I have been avoiding going through my photos. It’s a pandora’s box if there ever was one. Not just because photos bring up memories. There is also the classic analog to digital problem. Scanning photos is a big pain in the ass. It’s an even bigger pain in the ass when you have such an old scanner. It’s so old that it makes an incredible racket and takes forever. I haven’t gotten rid of it, because it’s so compact and stays out of my way. It also comes in handy when you randomly need to email someone a document that you had to sign – with a pen – with ink.

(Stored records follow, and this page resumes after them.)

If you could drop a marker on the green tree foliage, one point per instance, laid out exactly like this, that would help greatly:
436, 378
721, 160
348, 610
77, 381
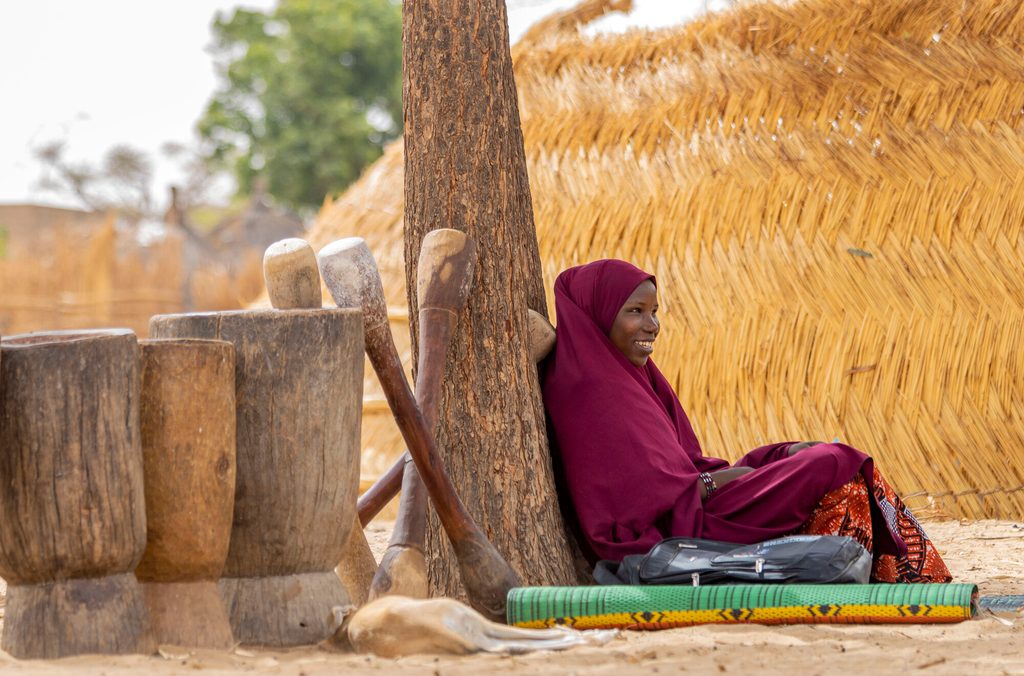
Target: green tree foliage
310, 93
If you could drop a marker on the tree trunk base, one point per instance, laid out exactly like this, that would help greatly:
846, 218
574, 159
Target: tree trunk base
104, 616
357, 564
187, 614
283, 610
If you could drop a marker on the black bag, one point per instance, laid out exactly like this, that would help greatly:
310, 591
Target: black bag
799, 558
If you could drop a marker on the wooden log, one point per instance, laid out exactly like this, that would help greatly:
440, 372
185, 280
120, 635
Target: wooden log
187, 424
72, 499
293, 282
298, 390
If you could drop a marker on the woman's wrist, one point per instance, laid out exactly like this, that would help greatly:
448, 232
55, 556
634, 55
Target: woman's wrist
709, 483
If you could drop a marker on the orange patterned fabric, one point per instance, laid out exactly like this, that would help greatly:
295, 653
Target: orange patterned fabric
847, 511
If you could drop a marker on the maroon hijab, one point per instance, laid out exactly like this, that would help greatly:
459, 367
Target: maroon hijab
629, 454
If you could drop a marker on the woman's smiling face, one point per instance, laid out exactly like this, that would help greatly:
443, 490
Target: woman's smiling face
636, 326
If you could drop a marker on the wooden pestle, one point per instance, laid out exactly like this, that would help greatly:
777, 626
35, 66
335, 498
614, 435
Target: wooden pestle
351, 276
443, 278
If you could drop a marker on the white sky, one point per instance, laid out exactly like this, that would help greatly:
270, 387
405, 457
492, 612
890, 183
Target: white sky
99, 73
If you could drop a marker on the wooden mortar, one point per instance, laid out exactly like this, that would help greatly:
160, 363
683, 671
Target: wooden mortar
187, 413
71, 500
298, 391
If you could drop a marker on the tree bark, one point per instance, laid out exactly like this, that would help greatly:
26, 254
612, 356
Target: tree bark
466, 169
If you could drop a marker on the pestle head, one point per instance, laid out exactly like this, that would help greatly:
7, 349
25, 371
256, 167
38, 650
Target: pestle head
444, 273
291, 275
351, 276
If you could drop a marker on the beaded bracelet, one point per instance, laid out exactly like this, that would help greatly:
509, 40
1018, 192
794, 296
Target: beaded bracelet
709, 481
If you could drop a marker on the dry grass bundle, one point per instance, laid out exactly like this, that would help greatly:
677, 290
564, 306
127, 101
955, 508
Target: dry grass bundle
78, 280
830, 196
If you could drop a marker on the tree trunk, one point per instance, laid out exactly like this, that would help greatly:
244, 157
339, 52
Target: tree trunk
466, 169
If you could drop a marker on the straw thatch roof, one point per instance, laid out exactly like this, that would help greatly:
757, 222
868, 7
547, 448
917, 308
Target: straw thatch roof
832, 195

I could pay to have them professionally scanned. I found a place in Seattle that charges 50 cents a photo. So I could see paying someone $20 to scan 40 photos. That might be worthy. Or I could spend $60 to purchase a photo scanner. One reviewer claimed to scan 400 photos in two hours. That’s pretty impressive.
Perhaps it’s not entirely wise to try and digitize old photos. Maybe they are best left in their printed form. I am certainly not going to add to their ranks anymore because I don’t ever print photos. My husband does. He orders prints of a selection of great photos of Melody so he can hang them at his desk at work. I prefer my desktop slideshow and when I find the envelope from Kodak lying around I put them in his workbag to make extra sure he takes them somewhere else.
I do fantasize about scanning photos of people I know on Facebook. I have several albums that go through my entire college career. There are a lot of fun – no… awesome – pictures I could be tagging. Then I think, “Is that really a good use of my time? What is this process about anyway? Is it about culling through everything I own just for the sake of it? Or is it about actually learning something about myself?” (It’s odd to put things in quotes, when everything I am writing now is what I am thinking.)
The one type of photo that seemed worth sharing here are ones I took in an attempt to be creative. Photos that say something about my style and what I love to do. The photo above was taken during a black and white photography class at NYU. I have an entire binder of all the negatives and contact sheets. I hope to someday make a little mini book for myself because they capture what I loved about living in New York so perfectly.
What I ultimately know is that I need to move beyond what is stored in the house and start digging into the attic. I want to pull apart the box of work I saved from my freelance life and also pull down some of the first writing I ever did in my 5th grade diary (oh that will be fun…). Those pieces of my history are going to have a lot more impact on my future than one shoebox worth of photos and a three photo binders. I am also 10 days away from moving into the next phase. I better get cracking.